College students meet with a professor in a small study group.

College or university is designed to expand your thinking and inspire you for a lifetime.

Get inspired

In college, you'll come face to face with inspiration in many places — a class, a small-group discussion, your favorite professor, your fellow students, your roommate, maybe even a textbook. Explore the many possibilities open to you. Get inspired to create a life you will love.

We offer you a few thoughts to get you started. 

"8 MUST-READ SUCCESS LESSONS FROM DR. SEUSS"

You probably loved his books as a kid. Maybe you still do. Here are "Eight Lessons in Success" from every kid's favorite doctor, Dr. Seuss.

For example, Seuss wrote:

Be who you are and say what you feel, because those
who mind don't matter, and those who matter don't mind.

~Theodor Seuss Geisel (Dr. Seuss) 

"THE OPPOSITE OF LONELINESS"

Soon-to-be-Yale-graduate Marina Keegan wrote her last column in the Yale News just before graduation. Shortly after that, she was killed in a car accident. Her words live on, continuing to inspire students (and former students) everywhere.

Here's an excerpt from  "The Opposite of Loneliness":

It's not quite love and it's not quite community; it's just
this feeling that there are people, an abundance of people,
who are in this together. Who are on your team.
When the check is paid and you stay at the table.
When it is four a.m. and no one goes to bed. That night with
the guitar. That night we can't remember. That time we did,
we went, we saw, we laughed, we felt. The hats.

~Marina Keegan, Yale University, 2012

"YOU'VE GOT TO FIND WHAT YOU LOVE"

Apple's founder, Steve Jobs, never finished college. Yet he was invited to give the 2005 commencement address at Stanford University in Palo Alto, California. 

Jobs took a very nontraditional approach to his education. He "dropped in" on classes that interested him, not always knowing what would ever come of the things he studied, but enjoying the process of learning. Speaking to the Stanford graduating class, he said:

Reed College at that time offered perhaps the best calligraphy
instruction in the country. Throughout the campus every poster,
every label on every drawer, was beautifully hand calligraphed....
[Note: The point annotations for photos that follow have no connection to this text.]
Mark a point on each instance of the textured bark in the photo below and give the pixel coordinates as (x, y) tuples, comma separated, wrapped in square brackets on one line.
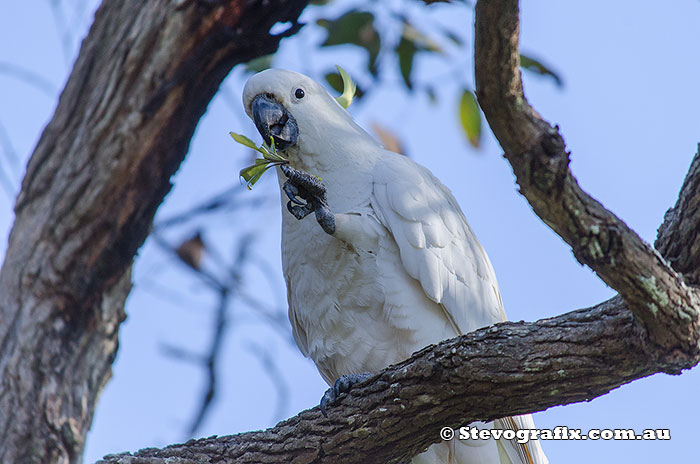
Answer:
[(144, 77), (653, 290), (510, 368)]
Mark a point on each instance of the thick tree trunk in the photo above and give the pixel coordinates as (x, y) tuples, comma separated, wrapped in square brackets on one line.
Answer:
[(144, 77), (511, 368)]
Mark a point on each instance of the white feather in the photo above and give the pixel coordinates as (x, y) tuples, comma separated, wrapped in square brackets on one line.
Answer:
[(403, 269)]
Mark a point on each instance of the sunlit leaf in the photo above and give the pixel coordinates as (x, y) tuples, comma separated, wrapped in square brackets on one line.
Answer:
[(356, 28), (536, 66), (336, 82), (406, 51), (470, 116), (349, 88), (432, 96), (251, 174), (243, 140)]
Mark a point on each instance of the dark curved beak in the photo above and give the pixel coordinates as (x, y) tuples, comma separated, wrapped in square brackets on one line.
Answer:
[(273, 120)]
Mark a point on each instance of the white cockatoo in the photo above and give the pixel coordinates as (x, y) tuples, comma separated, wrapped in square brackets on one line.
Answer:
[(390, 264)]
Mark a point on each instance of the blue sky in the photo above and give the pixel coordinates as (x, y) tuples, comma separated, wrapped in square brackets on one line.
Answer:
[(628, 113)]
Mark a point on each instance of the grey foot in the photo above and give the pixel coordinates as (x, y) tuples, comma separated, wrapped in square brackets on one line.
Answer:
[(303, 185), (342, 385)]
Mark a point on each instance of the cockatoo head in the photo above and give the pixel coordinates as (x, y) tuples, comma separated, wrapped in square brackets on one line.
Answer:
[(295, 110)]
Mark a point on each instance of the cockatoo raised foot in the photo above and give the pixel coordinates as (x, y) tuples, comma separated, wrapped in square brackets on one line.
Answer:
[(311, 189)]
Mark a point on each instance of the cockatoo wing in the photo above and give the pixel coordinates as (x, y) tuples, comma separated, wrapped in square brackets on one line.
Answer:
[(437, 246), (439, 249)]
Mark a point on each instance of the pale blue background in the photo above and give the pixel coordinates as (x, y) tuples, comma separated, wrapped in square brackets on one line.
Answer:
[(629, 113)]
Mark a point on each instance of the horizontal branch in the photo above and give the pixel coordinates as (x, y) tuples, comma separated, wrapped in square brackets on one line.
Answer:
[(503, 370), (536, 151)]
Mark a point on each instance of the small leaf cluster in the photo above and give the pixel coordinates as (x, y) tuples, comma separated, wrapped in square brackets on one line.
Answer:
[(270, 158)]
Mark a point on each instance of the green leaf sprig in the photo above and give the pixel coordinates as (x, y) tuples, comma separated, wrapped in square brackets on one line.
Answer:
[(254, 172)]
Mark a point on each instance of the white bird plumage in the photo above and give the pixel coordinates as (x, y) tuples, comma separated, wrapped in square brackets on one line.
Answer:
[(401, 271)]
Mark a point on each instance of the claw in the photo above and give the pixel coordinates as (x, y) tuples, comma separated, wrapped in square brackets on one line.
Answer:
[(292, 193), (342, 385), (310, 188), (300, 212)]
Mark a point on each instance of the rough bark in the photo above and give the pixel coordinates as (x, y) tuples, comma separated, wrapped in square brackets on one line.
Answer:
[(654, 291), (102, 167), (510, 368), (144, 77)]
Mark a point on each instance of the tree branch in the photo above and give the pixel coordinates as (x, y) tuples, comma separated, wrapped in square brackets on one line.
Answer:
[(144, 76), (510, 368), (655, 293)]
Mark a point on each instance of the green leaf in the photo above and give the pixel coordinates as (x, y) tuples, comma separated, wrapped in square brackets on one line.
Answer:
[(243, 140), (536, 66), (406, 51), (349, 89), (251, 174), (355, 28), (470, 116)]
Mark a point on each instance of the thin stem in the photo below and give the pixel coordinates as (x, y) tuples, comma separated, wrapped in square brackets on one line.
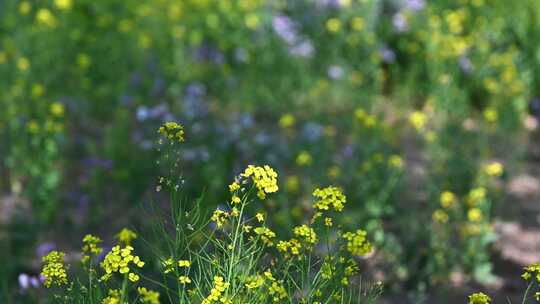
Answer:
[(526, 292)]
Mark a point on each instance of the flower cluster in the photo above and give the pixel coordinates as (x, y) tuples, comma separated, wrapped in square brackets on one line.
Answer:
[(357, 243), (125, 236), (264, 178), (329, 197), (54, 271), (90, 247), (216, 294), (148, 296), (173, 131), (532, 271), (307, 234), (479, 298), (119, 260), (113, 297)]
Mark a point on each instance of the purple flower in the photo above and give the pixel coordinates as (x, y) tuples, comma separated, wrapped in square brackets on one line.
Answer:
[(400, 22), (388, 55), (312, 131), (335, 72), (285, 28), (303, 49), (465, 65), (44, 248)]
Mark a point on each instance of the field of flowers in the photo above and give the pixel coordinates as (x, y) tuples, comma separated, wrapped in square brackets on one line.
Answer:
[(267, 151)]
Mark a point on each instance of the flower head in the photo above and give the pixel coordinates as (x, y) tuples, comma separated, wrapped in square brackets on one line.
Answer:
[(357, 243), (264, 178), (173, 131), (119, 260), (479, 298), (54, 270), (329, 197)]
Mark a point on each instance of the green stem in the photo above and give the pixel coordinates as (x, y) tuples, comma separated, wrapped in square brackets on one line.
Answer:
[(124, 289), (526, 292)]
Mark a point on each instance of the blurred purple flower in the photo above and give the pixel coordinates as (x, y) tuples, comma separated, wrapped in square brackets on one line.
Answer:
[(400, 22), (302, 49), (388, 55), (44, 248), (465, 65), (415, 5), (335, 72), (312, 131), (285, 28)]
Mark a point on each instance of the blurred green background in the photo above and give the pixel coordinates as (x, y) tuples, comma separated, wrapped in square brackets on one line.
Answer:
[(420, 110)]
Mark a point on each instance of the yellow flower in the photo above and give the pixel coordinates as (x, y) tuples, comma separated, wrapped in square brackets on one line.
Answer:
[(54, 270), (357, 24), (474, 215), (184, 280), (264, 178), (490, 115), (447, 199), (148, 296), (307, 234), (57, 109), (219, 217), (63, 4), (328, 221), (254, 282), (292, 184), (333, 25), (184, 263), (494, 169), (25, 7), (395, 161), (23, 64), (287, 121), (252, 21), (304, 159), (418, 119), (357, 243), (479, 298), (329, 197), (45, 17), (440, 216), (125, 236), (172, 130), (119, 260), (233, 187), (266, 235), (90, 246)]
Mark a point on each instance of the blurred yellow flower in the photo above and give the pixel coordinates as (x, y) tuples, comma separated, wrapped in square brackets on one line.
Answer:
[(357, 23), (474, 215), (57, 109), (25, 7), (304, 159), (23, 64), (292, 183), (491, 115), (45, 17), (287, 120), (63, 4), (447, 199), (494, 169), (440, 216), (418, 119)]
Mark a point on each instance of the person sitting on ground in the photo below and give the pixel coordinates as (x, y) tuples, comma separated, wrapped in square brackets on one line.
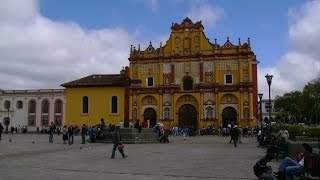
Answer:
[(289, 166), (261, 170)]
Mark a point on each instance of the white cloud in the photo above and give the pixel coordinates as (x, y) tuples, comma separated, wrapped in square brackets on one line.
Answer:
[(302, 63), (37, 52), (153, 4), (208, 14)]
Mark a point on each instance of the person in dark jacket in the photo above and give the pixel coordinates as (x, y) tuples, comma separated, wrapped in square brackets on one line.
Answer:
[(116, 142), (261, 170), (1, 130), (83, 133), (234, 135)]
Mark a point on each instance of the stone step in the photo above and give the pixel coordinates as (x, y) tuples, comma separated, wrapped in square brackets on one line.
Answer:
[(131, 135)]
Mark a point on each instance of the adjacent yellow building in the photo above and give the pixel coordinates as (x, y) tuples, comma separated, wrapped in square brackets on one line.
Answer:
[(94, 97), (188, 81)]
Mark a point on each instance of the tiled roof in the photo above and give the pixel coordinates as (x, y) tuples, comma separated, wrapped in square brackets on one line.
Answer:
[(98, 80)]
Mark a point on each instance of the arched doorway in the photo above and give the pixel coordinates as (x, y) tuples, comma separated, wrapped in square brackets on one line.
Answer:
[(150, 114), (229, 115), (188, 116), (6, 121)]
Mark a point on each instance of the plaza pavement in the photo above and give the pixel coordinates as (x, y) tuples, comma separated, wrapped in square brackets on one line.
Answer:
[(31, 156)]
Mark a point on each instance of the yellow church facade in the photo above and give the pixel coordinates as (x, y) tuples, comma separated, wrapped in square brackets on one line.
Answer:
[(188, 81), (192, 82), (96, 97)]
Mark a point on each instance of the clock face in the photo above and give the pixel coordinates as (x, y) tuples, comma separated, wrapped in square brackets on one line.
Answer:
[(177, 41)]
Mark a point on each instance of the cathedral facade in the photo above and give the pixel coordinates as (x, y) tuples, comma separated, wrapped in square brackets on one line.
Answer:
[(188, 81), (192, 82)]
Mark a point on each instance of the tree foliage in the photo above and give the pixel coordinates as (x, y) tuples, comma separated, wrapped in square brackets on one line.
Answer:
[(300, 106)]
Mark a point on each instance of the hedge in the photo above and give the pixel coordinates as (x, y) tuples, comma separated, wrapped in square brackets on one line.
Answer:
[(310, 131)]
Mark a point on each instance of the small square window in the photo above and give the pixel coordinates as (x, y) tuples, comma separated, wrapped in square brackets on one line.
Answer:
[(150, 81), (228, 79)]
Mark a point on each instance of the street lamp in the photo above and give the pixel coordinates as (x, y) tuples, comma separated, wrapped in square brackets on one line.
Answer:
[(7, 122), (269, 80), (260, 109)]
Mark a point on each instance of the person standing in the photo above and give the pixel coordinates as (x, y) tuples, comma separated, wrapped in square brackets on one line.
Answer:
[(83, 133), (51, 131), (116, 142), (64, 134), (234, 135), (283, 133), (71, 132), (1, 130)]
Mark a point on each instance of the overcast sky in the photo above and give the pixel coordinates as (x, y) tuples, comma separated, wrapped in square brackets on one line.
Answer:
[(45, 43)]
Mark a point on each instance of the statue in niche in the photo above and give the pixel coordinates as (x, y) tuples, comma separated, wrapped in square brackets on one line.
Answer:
[(167, 113), (209, 113), (135, 72), (246, 113), (229, 98), (134, 114)]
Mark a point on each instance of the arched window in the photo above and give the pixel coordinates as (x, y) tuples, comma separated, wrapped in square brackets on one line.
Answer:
[(45, 112), (19, 104), (209, 113), (32, 112), (58, 112), (7, 104), (85, 105), (134, 114), (187, 84), (114, 104), (167, 113)]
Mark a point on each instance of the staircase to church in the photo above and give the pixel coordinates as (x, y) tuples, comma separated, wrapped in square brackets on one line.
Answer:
[(131, 136)]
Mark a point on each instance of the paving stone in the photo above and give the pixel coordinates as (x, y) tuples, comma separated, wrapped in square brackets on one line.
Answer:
[(202, 157)]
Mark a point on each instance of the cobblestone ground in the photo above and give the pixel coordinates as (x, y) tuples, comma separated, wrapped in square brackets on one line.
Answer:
[(31, 156)]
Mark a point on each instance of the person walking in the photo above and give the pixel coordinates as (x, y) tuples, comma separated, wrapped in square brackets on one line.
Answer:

I decided to take a calligraphy class to learn how to do this.
I learned about serif and sans serif typefaces, about 
varying
the amount of space between different letter combinations,
about what makes great typography 
great. It was beautiful,
historical, artistically subtle in a way that science
can't capture, and I found it 
fascinating.

None of this had even a hope of any practical application in
my life. But ten years later, when we were designing the first
Macintosh computer, it all came back to me. And we designed
it all into the Mac. It was the first computer with beautiful typography.

~Steve Jobs, StanforD University Commencement, 2005  

If Steve Jobs hadn't explored a class that seemed to have little immediate application, we might still be looking at yellow type on a green screen. (Ask your parents. This is the stuff of tech history.)